Hansa Rostock will sofort wieder aufsteigen – doch zuvor müssen viele Spieler und Angestellte gehen

Berlin - Am Samstag wollen die Fans Rache üben. Beim vorerst letzten Heimspiel von Hansa Rostock in der Fußball-Bundesliga wird das Ostseestadion in eine Choreografie getaucht. „Was wir zeigen, verrate ich nicht“, flüstert Peter Schmidt, Leiter des Rostocker Fanprojekts, ins Telefon. „Aber es wird nichts Schönes für die Spieler sein.“ Schmidt klingt matt, nachdem Hansas Abstieg besiegelt ist. Am Sonntag saß der 43-Jährige mit letzter Hoffnung im Fantreff und verfolgte am Fernseher das 0:0 von Mönchengladbach in Hamburg, das Hansa aller Chancen beraubte. Neben Schmidt waren nur zehn Leute gekommen.

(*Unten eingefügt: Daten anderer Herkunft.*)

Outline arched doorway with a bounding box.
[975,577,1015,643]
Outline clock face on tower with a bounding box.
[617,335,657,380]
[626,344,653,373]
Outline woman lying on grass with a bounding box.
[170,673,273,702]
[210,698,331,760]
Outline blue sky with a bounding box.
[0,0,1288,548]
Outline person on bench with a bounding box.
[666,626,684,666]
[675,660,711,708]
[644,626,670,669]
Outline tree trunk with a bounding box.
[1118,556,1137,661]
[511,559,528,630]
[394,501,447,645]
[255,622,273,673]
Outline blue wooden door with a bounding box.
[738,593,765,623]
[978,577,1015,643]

Hansas Abschied ist vollendet. Der Verein plant für Liga zwei. „Die Sache hat ein Gutes“, sagt Horst Klinkmann und atmet durch. „Wir wissen, woran wir sind.“ Hansas Aufsichtsratschef sitzt zu Hause und blickt auf die Geschenke, die er am Wochenende zum 70. Geburtstag bekommen hat. „Ich habe Getränke bis ans Lebensende“, spottet Klinkmann und erzählt vom traurig-schönen Fest. Am Ende kamen die Spieler vorbei. „Die Linksfüßler haben mir die Goldene Ehrennadel des Vereins überreicht.“ Klinkmann hätte für ein anderes Geschenk gern auf ein Stück Planungssicherheit verzichtet.

Hansas Neuanfang muss schnell gehen. „Wir haben Verhandlungen mit Sponsoren aufgenommen“, sagt Vereins-Vize Ralf Gawlack. Ein neuer Hauptsponsor muss her, nachdem Vita-Cola aufhört. „Wir haben einen Kandidaten, der das Vorkaufsrecht für die Zweite Liga besitzt“, sagt Gawlack. Bis Monatsende soll das Geschäft getätigt sein, am 8. Juni müssen die Lizenzunterlagen abgegeben werden. Der Etat soll von 24 Millionen auf 13 Millionen Euro sinken. Die Banken sollen Raten für das Stadion stunden. Im Verein und bei der Stadiongesellschaft wurde bereits zwölf Angestellten gekündigt, „es werden leider noch fünf oder sechs dazukommen“, vermutet Gawlack.

Am Montagabend trat der Aufsichtsrat zusammen, um die abgelaufene Saison abzuarbeiten: Warum hat Hansa so lange am braven Trainer Juri Schlünz festgehalten? Warum wurden Routiniers wie Jari Litmanen und Michael Hartmann von Hertha BSC erst in der Winterpause verpflichtet? Warum konnte man davor nicht ein Heimspiel gewinnen und danach kaum ein Auswärtsspiel? „Wir werden alle Positionen hinterfragen“, kündigte Aufsichtsratschef Klinkmann vor der Sitzung an. „Das geht vom Platzwart bis hinauf zum Aufsichtsratsvorsitzenden.“

Der Verein will eine Werbeaktion starten: „Mein Herz schlägt für Hansa – wir kommen wieder“. Und Bürgermeister Roland Methling macht Mut: „Zweite Liga heißt nicht, dass Rostock zweitklassig ist.“ Doch viele Spieler müssen gehen, manche wollen nicht bleiben. Der finnische Altstar Litmanen, der geniale Pässe spielt, und der gut integrierte Hartmann sollen zum Bleiben überredet werden. Auch der junge Tim Sebastian soll in der Abwehr am sofortigen Wiederaufstieg mitwirken. Aber der Verein braucht Transfererlöse. Torwart Mathias Schober steht auf der Verkaufsliste, auch Abwehrspieler Uwe Möhrle könnte gehen. Für Trainer Jörg Berger, dessen Rettungsversuche zu spät kamen, hängt davon die eigene Zukunft ab. Berger würde bleiben: „Aber wenn hier alles zusammenbricht, muss man sehen, ob das Sinn macht.“

Die neue Saison hat am Montag beim FC Hansa Rostock begonnen – mit Angst und Hoffnung. Im Hansa-Fantreff sitzt Peter Schmidt und organisiert den Abschied aus der Bundesliga. Bis jetzt hat er keine Kündigung vom Verein erhalten.